Tentang kehidupan dan motivasi saya

Berkhayal-khayal dan Hampir Terjadi

Kejadian ini terjadi pada 18 September 2013 sekitar jam 7,
Karena baru kali ini tinggal di kos dan sendiri, saya mengkhayal-khayal tentang kejahatan yang ada di ibu kota ini. Banyak bentuk kejahatan yang terjadi seperti pembunuhan, perampokan serta penipuan. Dan banyak cara-cara penipuan yang dilakukan oleh orang-orang jahat tersebut. Saat mencari makan malam, saya keluar dari kos dengan membawa khayalan-khayalan tersebut. Selain khayalan di kepala saya, saya juga turut membawa sedikit recehan, kunci kamar serta KTP tanpa membawa dompet. Saya berpikir, jika sesaat nanti terjadi sesuatu saya punya identitas di KTP yang saya bawa.
Di dekat persimpangan jalan, saya melihat wanita memakai jilbab dengan muka lemas seolah tak berdaya. Saya berpikir bahwa dia adalah anak jalanan yang mungkin sedang mencari sedekah. Saat berpapasan, tiba-tiba wanita tersebut jatuh persis di samping saya.
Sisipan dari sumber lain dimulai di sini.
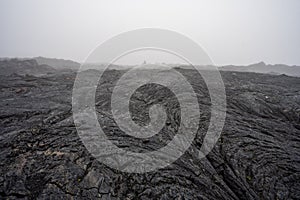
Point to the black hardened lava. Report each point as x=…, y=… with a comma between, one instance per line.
x=256, y=157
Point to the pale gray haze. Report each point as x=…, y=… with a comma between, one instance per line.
x=231, y=32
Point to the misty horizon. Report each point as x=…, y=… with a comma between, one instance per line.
x=231, y=32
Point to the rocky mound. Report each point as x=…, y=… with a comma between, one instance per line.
x=23, y=67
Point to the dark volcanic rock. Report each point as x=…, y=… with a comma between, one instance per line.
x=257, y=156
x=23, y=67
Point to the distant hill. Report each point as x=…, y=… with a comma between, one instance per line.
x=23, y=67
x=265, y=68
x=58, y=63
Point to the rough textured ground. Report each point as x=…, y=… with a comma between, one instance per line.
x=257, y=156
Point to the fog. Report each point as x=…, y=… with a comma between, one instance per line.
x=231, y=32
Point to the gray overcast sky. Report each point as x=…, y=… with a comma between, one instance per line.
x=231, y=31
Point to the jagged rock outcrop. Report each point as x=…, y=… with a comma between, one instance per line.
x=257, y=156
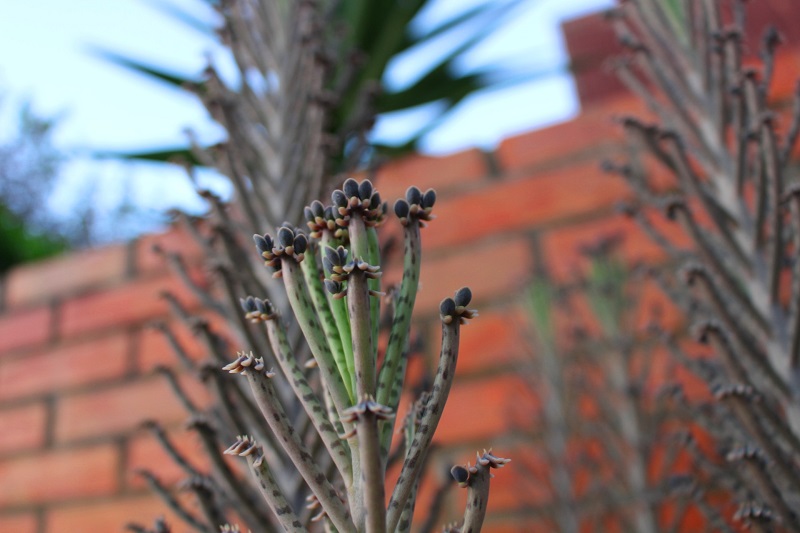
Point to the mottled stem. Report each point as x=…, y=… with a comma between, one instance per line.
x=278, y=504
x=358, y=307
x=299, y=299
x=329, y=324
x=452, y=316
x=336, y=447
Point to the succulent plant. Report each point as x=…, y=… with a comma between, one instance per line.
x=332, y=278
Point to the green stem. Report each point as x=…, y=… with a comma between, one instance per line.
x=300, y=301
x=336, y=447
x=329, y=324
x=269, y=488
x=339, y=310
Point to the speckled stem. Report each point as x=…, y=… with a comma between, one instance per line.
x=477, y=500
x=329, y=324
x=404, y=526
x=299, y=299
x=433, y=413
x=339, y=311
x=392, y=373
x=337, y=448
x=267, y=400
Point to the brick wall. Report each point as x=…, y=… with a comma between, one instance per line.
x=76, y=353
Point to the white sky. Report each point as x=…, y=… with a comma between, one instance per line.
x=45, y=57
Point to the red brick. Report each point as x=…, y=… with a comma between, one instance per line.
x=65, y=366
x=145, y=452
x=24, y=328
x=19, y=523
x=154, y=350
x=440, y=173
x=176, y=239
x=66, y=275
x=131, y=303
x=59, y=475
x=523, y=203
x=485, y=409
x=121, y=408
x=784, y=77
x=23, y=427
x=590, y=133
x=491, y=270
x=110, y=516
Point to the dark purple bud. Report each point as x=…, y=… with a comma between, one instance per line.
x=365, y=189
x=463, y=297
x=263, y=244
x=285, y=236
x=350, y=188
x=460, y=474
x=300, y=243
x=429, y=199
x=413, y=195
x=401, y=208
x=339, y=199
x=447, y=307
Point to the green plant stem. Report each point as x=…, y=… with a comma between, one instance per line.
x=329, y=324
x=477, y=499
x=267, y=400
x=374, y=258
x=237, y=491
x=165, y=495
x=299, y=299
x=430, y=420
x=336, y=447
x=339, y=310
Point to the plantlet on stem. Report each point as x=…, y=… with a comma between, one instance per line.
x=337, y=308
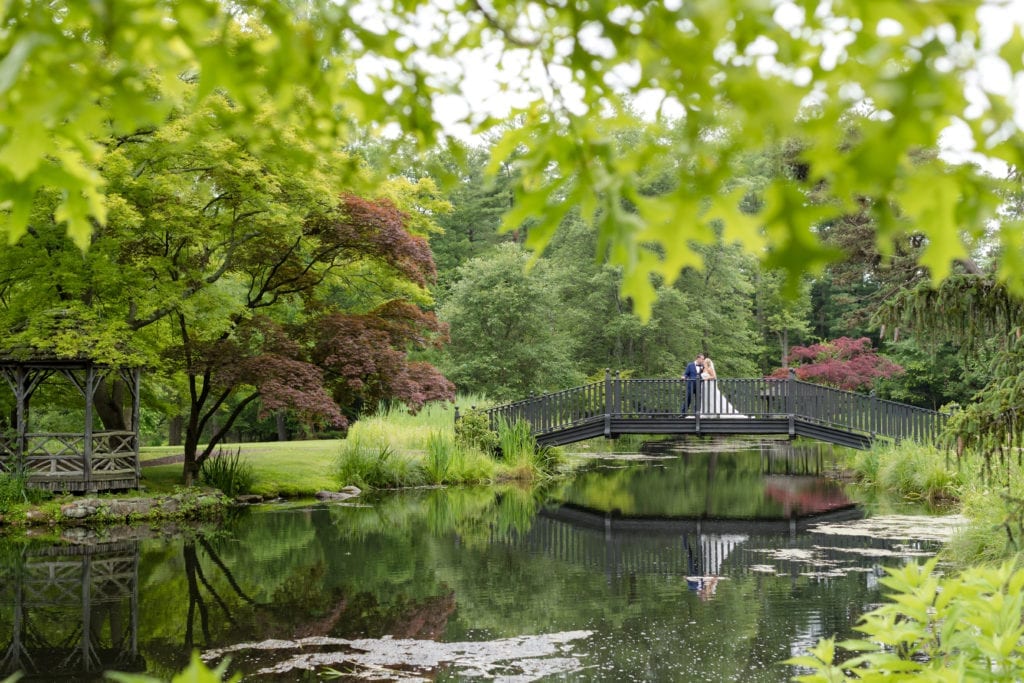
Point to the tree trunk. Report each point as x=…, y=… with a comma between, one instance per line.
x=174, y=427
x=279, y=418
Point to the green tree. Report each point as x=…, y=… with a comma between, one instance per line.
x=782, y=321
x=235, y=280
x=862, y=85
x=505, y=339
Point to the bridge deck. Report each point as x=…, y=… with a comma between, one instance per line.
x=739, y=407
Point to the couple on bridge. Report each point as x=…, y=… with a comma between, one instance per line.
x=701, y=389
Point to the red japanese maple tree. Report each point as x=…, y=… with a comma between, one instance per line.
x=845, y=364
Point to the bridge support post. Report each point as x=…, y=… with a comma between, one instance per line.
x=872, y=419
x=791, y=385
x=607, y=402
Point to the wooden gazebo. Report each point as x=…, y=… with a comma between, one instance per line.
x=91, y=460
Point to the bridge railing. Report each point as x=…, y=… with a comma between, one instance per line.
x=864, y=414
x=555, y=411
x=759, y=397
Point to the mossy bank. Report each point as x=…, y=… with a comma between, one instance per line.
x=71, y=511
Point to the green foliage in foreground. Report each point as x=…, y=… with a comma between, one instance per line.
x=963, y=628
x=14, y=492
x=228, y=472
x=196, y=672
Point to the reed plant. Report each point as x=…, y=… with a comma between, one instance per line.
x=228, y=472
x=520, y=453
x=375, y=464
x=909, y=469
x=14, y=489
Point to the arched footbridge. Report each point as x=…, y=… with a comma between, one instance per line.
x=726, y=407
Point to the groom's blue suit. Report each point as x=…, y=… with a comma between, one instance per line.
x=692, y=377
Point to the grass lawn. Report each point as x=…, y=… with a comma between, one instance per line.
x=283, y=468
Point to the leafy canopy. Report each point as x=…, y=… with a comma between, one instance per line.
x=861, y=85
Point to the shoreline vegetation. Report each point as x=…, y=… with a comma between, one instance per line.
x=392, y=451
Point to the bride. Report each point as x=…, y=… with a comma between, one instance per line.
x=712, y=399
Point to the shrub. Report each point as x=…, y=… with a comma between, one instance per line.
x=516, y=442
x=227, y=472
x=14, y=489
x=912, y=470
x=440, y=455
x=375, y=465
x=963, y=628
x=473, y=431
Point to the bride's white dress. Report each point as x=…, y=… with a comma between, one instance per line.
x=714, y=402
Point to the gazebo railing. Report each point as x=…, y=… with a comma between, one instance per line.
x=59, y=459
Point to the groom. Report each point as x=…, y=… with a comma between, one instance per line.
x=692, y=377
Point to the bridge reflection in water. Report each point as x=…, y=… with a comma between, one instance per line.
x=713, y=543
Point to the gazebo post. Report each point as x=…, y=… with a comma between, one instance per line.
x=89, y=391
x=22, y=402
x=136, y=383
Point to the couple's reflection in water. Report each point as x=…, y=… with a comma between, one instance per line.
x=73, y=611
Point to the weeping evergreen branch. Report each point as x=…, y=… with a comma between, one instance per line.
x=966, y=309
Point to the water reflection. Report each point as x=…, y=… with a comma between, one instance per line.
x=72, y=611
x=683, y=565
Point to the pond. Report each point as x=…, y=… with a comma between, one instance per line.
x=707, y=563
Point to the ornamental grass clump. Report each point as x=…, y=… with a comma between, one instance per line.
x=449, y=463
x=520, y=452
x=912, y=470
x=228, y=472
x=373, y=464
x=14, y=491
x=962, y=628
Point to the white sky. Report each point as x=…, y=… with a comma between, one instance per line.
x=487, y=89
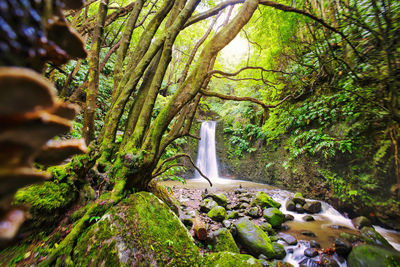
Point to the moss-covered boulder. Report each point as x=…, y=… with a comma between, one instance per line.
x=253, y=239
x=141, y=230
x=222, y=240
x=207, y=204
x=274, y=216
x=218, y=214
x=229, y=259
x=373, y=256
x=264, y=201
x=219, y=198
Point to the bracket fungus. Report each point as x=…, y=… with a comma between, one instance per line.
x=32, y=32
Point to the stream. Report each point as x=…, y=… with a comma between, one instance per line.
x=328, y=224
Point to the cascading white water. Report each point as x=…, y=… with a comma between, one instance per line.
x=207, y=156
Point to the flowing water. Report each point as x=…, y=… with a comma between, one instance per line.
x=328, y=224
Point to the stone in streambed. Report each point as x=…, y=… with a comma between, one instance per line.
x=207, y=205
x=312, y=207
x=218, y=214
x=264, y=201
x=229, y=259
x=361, y=221
x=222, y=240
x=253, y=239
x=274, y=216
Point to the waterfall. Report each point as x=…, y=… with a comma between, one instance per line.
x=207, y=157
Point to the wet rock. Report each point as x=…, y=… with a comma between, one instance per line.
x=219, y=198
x=253, y=212
x=290, y=205
x=230, y=259
x=342, y=247
x=299, y=208
x=371, y=236
x=226, y=223
x=253, y=239
x=372, y=256
x=289, y=239
x=299, y=199
x=218, y=214
x=310, y=252
x=279, y=249
x=264, y=201
x=233, y=214
x=308, y=218
x=361, y=221
x=289, y=217
x=314, y=244
x=312, y=207
x=274, y=216
x=308, y=233
x=222, y=240
x=207, y=205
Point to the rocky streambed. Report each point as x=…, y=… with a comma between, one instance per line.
x=279, y=227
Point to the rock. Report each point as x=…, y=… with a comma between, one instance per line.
x=219, y=198
x=233, y=215
x=253, y=212
x=299, y=208
x=361, y=221
x=308, y=218
x=314, y=244
x=279, y=250
x=218, y=214
x=222, y=240
x=371, y=236
x=207, y=205
x=274, y=216
x=289, y=239
x=253, y=239
x=299, y=199
x=308, y=233
x=312, y=207
x=226, y=223
x=264, y=201
x=373, y=256
x=141, y=225
x=229, y=259
x=310, y=252
x=342, y=247
x=290, y=205
x=289, y=217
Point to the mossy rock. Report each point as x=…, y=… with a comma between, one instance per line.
x=253, y=239
x=141, y=230
x=229, y=259
x=274, y=216
x=264, y=201
x=373, y=256
x=218, y=214
x=223, y=241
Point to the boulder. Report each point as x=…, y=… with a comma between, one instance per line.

Nah, dengan khayalan-khayalan tentang berbagai macam penipuan, saya berpikir bahwa dia pura-pura jatuh pingsan dan akan memeras saya dengan menuduh bahwa saya telah memukulnya atau semacamnya, karena dia persis jatuh di samping saya. Saat dia tergeletak di jalan aspal, saya langsung mengelak dan menjauhi wanita tersebut karena saya takut akan di fitnah olehnya. Sementara orang-orang di sekitar langsung teriak-teriak histeris dan dalam pikiran saya mereka ini adalah orang kedua dari aksi penipuan ini. Sebagai orang baru, saya semakin takut dan ragu apakah itu bermaksud pura-pura atau benar-benar pingsan. Salah seorang laki-laki di tempat kejadian mendekat dengan tergesa-gesa dan memanggil nama seseorang ke arah rumah dekat tempat kejadian bermaksud untuk memberitakan kejadian dan sekali-sekali menoleh ke arah saya. Saya pun semakin takut karena tolehan itu seolah-olah meminta bantuan saya untuk menolong wanita tersebut atau tolehan itu malah ingin menuduh saya sebagai orang yang membuat dia terjatuh.
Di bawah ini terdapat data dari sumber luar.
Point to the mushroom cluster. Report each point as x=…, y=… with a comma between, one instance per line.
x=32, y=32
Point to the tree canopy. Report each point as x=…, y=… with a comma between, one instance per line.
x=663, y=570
Dengan penuh keraguan, saya meneruskan perjalanan tetapi sesekali melirik ke belakang. Orang-orang pun semakin banyak berdatangan, dan ternyata wanita itu bukanlah penipu karena dia adalah warga setempat dan rumahnya cukup mewah.
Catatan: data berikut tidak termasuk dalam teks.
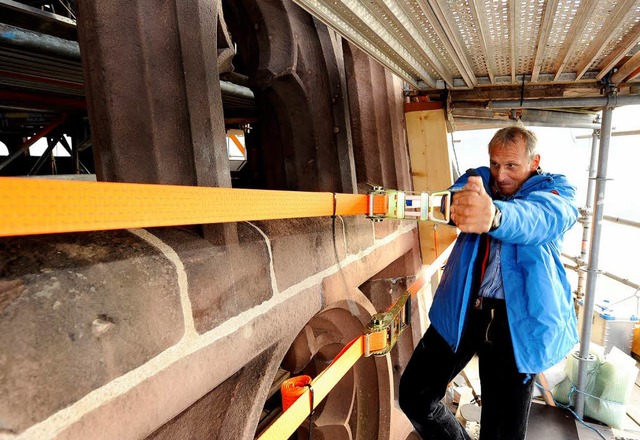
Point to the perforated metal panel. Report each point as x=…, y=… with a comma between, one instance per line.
x=463, y=43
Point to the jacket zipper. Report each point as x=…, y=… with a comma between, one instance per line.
x=486, y=335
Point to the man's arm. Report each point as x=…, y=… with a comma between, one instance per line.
x=472, y=209
x=541, y=217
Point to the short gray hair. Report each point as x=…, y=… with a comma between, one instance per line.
x=510, y=135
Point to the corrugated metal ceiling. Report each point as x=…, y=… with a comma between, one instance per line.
x=463, y=44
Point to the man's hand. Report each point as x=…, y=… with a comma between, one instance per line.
x=472, y=209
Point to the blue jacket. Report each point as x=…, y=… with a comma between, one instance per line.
x=537, y=294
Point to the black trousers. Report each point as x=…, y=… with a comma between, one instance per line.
x=505, y=393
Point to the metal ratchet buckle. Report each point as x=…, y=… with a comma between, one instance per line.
x=444, y=206
x=390, y=323
x=371, y=195
x=419, y=206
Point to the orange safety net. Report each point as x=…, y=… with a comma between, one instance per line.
x=41, y=206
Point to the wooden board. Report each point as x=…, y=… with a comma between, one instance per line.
x=431, y=171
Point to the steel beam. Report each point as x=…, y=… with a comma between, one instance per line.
x=604, y=101
x=627, y=69
x=30, y=40
x=33, y=139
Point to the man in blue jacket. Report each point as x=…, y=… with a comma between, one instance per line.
x=504, y=294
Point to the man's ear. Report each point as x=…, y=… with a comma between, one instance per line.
x=535, y=162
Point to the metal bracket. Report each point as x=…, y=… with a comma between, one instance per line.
x=387, y=326
x=375, y=191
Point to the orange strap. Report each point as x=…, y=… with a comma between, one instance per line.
x=299, y=410
x=40, y=206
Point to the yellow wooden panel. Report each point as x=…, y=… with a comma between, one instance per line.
x=431, y=171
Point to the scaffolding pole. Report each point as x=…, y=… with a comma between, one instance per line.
x=586, y=217
x=596, y=232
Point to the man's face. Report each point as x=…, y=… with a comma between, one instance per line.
x=511, y=166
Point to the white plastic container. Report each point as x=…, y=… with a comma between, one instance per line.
x=611, y=326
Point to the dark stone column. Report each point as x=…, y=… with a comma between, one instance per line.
x=153, y=92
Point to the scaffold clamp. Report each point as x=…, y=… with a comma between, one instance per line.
x=371, y=195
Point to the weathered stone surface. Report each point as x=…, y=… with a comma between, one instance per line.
x=359, y=230
x=224, y=280
x=78, y=310
x=301, y=248
x=222, y=413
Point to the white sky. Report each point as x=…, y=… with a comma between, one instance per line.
x=562, y=153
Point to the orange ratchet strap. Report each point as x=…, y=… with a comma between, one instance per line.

Orang tua dan saudaranya datang menolong dan mengangkatnya ke rumah.
Meskipun demikian, porsi makan saya tetap berkurang karena jantung saya masih berdenyut kencang dan tangan saya juga gemetar.
Setelah selesai makan malam, saya pulang ke kos dengan melewati lokasi kejadian aneh tersebut. Serombongan orang-orang yang tadinya berteriak melihat ke arah saya. Tatapan tersebut seolah-olah berteriak dan mengatakan bahwa saya pengecut.